Ten years after creating “Soleil,” the pared down model “Petale” with no lace, became Simone Pérèle’s second best seller and the company launched “Papillon” among the first lingerie sets in the market. Lou’s famous Filet and V met the needs of women who wanted freedom. Chantelle signed their first molded bra revealing a perfectly held-in-place, natural bust. Lejaby followed the Women’s Lib movement: the company’s “Liberty” line was a true revolution, since it had no underwire and came in six acidic colors. Aubade launched the first backless bra, and followed with creations which let women tease men: the Agrafe Cœur, the Tanga. The House of Dior gave Gerbe the exclusivity to manufacture its pantyhose and stockings.
The 1980s inaugurated the cult of the body, the arrival of high-tech and the emergence of new idols. With Like a Virgin, Madonna stood up to Michael Jackson who had already redone his face. Superwomen appeared. Paddings, leggings, bodysuits and fitted dresses invaded the windows of many brands’ new ready-to-wear stores. The bra celebrated its 100th anniversary. Lycra was everywhere. Charming lingerie followed in the direction of the camisole, thong, wasp-waist corset and garter belt. Lou’s Rio line incarnated the art of seductive shifting and carefree elegance. Chantelle offered active women “charming hold.” Gerbe multiplied collaborations with big names in “French haute couture.”

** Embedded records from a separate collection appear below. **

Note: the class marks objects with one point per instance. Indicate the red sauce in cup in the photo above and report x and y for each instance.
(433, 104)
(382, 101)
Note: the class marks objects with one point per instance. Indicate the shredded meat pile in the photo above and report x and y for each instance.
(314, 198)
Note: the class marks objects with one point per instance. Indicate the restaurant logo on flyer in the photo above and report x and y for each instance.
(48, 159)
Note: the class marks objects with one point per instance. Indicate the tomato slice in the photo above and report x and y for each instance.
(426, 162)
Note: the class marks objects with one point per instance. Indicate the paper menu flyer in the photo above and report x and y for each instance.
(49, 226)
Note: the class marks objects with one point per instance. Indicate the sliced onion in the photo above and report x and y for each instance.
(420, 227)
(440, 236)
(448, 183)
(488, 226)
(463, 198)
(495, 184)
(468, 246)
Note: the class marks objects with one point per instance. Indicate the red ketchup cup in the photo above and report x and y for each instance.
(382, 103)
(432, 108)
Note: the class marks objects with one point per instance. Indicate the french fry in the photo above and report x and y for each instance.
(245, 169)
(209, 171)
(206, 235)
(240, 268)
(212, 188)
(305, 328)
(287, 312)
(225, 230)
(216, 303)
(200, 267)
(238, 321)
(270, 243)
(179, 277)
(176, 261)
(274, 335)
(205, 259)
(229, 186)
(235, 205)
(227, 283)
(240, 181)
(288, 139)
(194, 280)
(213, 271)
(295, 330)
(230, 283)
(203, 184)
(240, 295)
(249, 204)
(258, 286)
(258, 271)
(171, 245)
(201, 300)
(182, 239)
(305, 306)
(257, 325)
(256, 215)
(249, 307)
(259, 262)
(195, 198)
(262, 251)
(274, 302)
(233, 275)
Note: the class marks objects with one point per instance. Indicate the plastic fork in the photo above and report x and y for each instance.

Siliconed lips, liposuction and top models were front page news in the 1990s. Perfumes invaded the fashion houses. International brands exploded. A generation of fashion enfants terribles brought new life to haute couture. Wonderbra won the award in the push-up bra category. Full figures showed up on the runways. Buttock-boosting tights gained ground. Simone Pérèle’s microfiber bra, “Amelia” was a success. Molded models which gave the bust a natural look became the must-haves of their collections. Microfiber knits were a success at Chantelle with “Essensia.” “Nuage” by Lejaby also used this very new fabric. With “Divine,” Chantelle confirmed their innovative mastery of bra cups and became the world’s leading high-end French lingerie brand. The Aubade “Lessons of Seduction” saga began, a harbinger of ready-to-seduce lingerie.
In the first decade of the new century, heels went sky-high. The stiletto even established a record. Slip dresses and layers were worn with transparencies and tattoos. The era was about excessiveness. The night world overtook a daytime clarity. Microfibers confirmed their presence. Active, sport lingerie became democratic. The second skin effect emerged in intangible lingerie: seamless, invisible bras with molded cups and almost-transparent bandeaus. Empreinte gave “full-figured” women the depth of G cups while Aubade launched the world’s tiniest thong. Gerbe received the “One Hundred Years or More of a Living Heritage Company” award from the French government for their quality, “Made in France” product.